Blue Water, White Death

JawsIt’s been 30 years since we first heard the iconic bass drift up from the deep. Filmink’s Drew Turney talks to original production designer Joe Alves about the hands-on production of the first blockbuster that almost never was.

We don’t often consider the movie that levelled Old Hollywood and changed everything an independent project. Even though it was bankrolled by Universal however, veteran production designer Joe Alves remembers a distinctly hands-on production.

‘I did a little bit of everything,’ he says. ‘I did early sketches from the book before we had the script, researched the shark with marine biologists and did the initial clay model. We had no real art department so I found the engineer and draftsmen to work on the details and a sculptor to do a full-sized model. I even went off and scouted locations by myself. It was a pretty small operation and Steven wasn’t even sure if he was going to do the movie at first.’

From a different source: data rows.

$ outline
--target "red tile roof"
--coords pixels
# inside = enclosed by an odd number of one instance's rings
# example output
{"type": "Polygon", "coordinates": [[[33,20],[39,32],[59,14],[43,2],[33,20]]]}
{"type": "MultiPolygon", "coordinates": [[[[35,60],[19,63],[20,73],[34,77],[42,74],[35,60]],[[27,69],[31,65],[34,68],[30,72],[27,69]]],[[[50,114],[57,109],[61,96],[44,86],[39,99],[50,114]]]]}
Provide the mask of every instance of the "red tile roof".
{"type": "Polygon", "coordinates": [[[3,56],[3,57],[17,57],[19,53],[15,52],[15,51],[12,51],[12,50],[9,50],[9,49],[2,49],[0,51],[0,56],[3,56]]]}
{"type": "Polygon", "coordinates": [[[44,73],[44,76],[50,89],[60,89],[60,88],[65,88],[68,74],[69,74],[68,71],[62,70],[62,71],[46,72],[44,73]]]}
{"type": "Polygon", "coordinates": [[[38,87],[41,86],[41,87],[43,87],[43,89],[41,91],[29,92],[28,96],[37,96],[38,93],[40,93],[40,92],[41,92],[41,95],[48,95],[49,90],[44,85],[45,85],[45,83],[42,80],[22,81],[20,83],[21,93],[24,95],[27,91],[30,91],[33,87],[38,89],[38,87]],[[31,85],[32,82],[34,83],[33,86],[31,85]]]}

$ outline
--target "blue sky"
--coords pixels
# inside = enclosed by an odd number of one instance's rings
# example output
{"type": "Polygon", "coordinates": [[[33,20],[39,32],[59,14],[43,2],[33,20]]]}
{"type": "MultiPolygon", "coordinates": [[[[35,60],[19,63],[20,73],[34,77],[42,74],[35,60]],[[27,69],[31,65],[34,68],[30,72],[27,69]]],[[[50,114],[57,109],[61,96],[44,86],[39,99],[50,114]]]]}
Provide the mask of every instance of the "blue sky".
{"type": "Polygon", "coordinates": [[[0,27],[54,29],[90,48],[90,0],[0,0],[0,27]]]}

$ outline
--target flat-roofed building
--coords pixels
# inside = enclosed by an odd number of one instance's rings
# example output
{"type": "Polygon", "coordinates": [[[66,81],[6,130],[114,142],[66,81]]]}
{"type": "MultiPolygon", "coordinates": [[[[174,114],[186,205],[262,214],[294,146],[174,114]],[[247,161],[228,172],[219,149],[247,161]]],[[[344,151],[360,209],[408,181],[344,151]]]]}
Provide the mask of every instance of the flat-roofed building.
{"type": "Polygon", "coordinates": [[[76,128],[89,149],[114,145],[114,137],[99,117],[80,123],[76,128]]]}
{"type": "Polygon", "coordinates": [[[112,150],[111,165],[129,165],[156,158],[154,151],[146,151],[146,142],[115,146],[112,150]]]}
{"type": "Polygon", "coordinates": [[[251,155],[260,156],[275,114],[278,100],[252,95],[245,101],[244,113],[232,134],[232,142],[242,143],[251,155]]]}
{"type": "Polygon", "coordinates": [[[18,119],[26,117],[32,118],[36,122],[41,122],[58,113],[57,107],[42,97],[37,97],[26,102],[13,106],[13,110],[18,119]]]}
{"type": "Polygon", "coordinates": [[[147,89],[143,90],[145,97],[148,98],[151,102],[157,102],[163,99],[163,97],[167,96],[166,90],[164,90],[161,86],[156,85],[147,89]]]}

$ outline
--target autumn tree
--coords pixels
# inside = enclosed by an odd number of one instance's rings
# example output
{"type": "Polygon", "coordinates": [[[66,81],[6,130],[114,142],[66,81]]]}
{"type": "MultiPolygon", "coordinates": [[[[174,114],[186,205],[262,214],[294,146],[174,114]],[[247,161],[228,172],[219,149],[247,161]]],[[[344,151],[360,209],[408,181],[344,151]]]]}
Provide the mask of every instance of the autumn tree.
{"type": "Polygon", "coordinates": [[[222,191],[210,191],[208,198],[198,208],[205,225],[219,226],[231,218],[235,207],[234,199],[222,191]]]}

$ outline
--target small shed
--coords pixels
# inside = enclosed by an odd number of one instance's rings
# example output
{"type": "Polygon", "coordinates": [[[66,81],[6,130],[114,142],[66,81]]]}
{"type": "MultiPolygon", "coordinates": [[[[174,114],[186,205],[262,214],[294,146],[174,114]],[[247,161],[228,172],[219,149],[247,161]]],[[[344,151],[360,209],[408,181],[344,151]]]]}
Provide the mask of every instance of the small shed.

Jaws not only heralded a new way of marketing movies, but it foresaw the modern standards of outsourcing almost every aspect of production except pointing a camera at actors. Back in the mid 70s, studios were the production houses from start to finish, and Universal had no room for a silly movie about a killer shark.

‘Everything was in house, from the effects to the art department,’ Alves says, ‘but the studio said they couldn’t do it at the time, they were working on The Hindenberg and Earthquake. So the head of production said to me ‘if you think you can do it, take it off the lot and find people who can do it’.’

But in perhaps the most ironic twist after Jaws changed the moviemaking process so completely, it wouldn’t even be made the same way itself nowadays. Adds Alves — possibly a little sadly; ‘A producer asked me what you’d need to make Jaws today. We’d probably only need a boat and some water because they’d computerise the whole thing. Even the shark eating Quint would probably be done in CGI — including Quint’s body.’

So while the Wright brothers building their flying machine or college dropout Shawn Fanning (with his little file sharing protocol called Naptser) probably liked to think they’d be changing the world, did the cast and crew think they were onto something as big?

‘A few of us had a tremendous feeling about it,’ Alves says, ‘but there was a lot of negativity as well, from the studio and even some of the actors. Richard Dreyfuss thought it would be a disaster, for instance.

‘But what we were most afraid of was that the audience would just laugh. When you’re on set it wasn’t scary at all — it sounded like a bunch of pneumatic rams and cylinders. Even the crew were laughing at it, so it wasn’t until it was mastered and edited that we realised — the audience went crazy.’